Cato, who died in the year of the city of Rome 605, said, authoritatively: “They (the Greeks) have conspired among themselves to murder all barbarians with their medicine, a profession which they exercise for lucre, in order that they may win our confidence and despatch us all the more easily. I forbid you to have anything to do with physicians.”[15] Notwithstanding this, the imperious old Roman had not a personal dislike to taking medicine; “far from it, by Hercules,” says Pliny, “for he subjoins an account of the medical prescriptions by the aid of which he had ensured to himself and his wife a ripe old age.”[16]

It appears that the first physician who exercised his profession at Rome was “Archagathus, the son of Lysanias, who came over from Peloponnessus in the year of the city 335.” He was kindly welcomed, and, from his special line of practice, was called “Vulnerarius;” but, from cruelty displayed “in cutting and searing his patients, he brought the art and physicians into disrepute.”[17] It is this experience to which Pliny refers in the foregoing quotation.

There is reason to believe that the Romans never regarded medicine as an art appreciatively. They have transmitted to posterity little that is original and valuable. Besides what is found in Pliny’s work, the production of Celsus[18] is about all that calls for special mention, and it is possible that the latter, as well as the former, was only a compiler. Pliny significantly says: “The art of medicine at the present time even teaches us in numerous instances to have recourse to the oracles for aid.”[19] He lived from 23 to 79 A.D.

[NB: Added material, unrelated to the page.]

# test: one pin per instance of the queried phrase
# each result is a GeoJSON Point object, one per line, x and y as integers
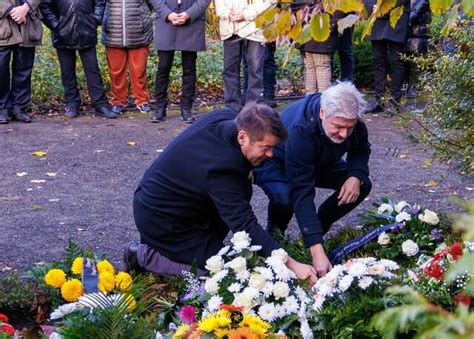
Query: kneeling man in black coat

The Roman people had no special god of medicine until the year 292 B.C. In the preceding year, the prevalence of a pestilence caused much consternation. This led to a consultation of the Delphian Oracle, or, according to Livy (see page 9), the Sibylline Books, as to what should be done, and the command of “the Delphic Oracle, or of the Sibylline Books,” to use the language of an authoritative work,[20] was given, to send an embassy to procure the aid of the Grecian god of healing, Æsculapius.

The story of the bringing of Æsculapius to Rome, like that of the bringing of Cybele from Pessinus in Galatia, is an interesting one, and must be known if one would fully appreciate the fact of the god being given the serpentine form, the serpent being generally regarded as only an attribute of him at his chief seat, the great Epidaurian Asclepion, or Temple of Health. It is graphically told by Ovid.

Ovid begins his poem[21] with an invocation to the “melodious maids of Pindus;” and, addressing them, continues:—

“Say, whence the isle which Tiber flows around,

Its altars with a heavenly stranger grac’d,

And in our shrines the God of Physic plac’d?”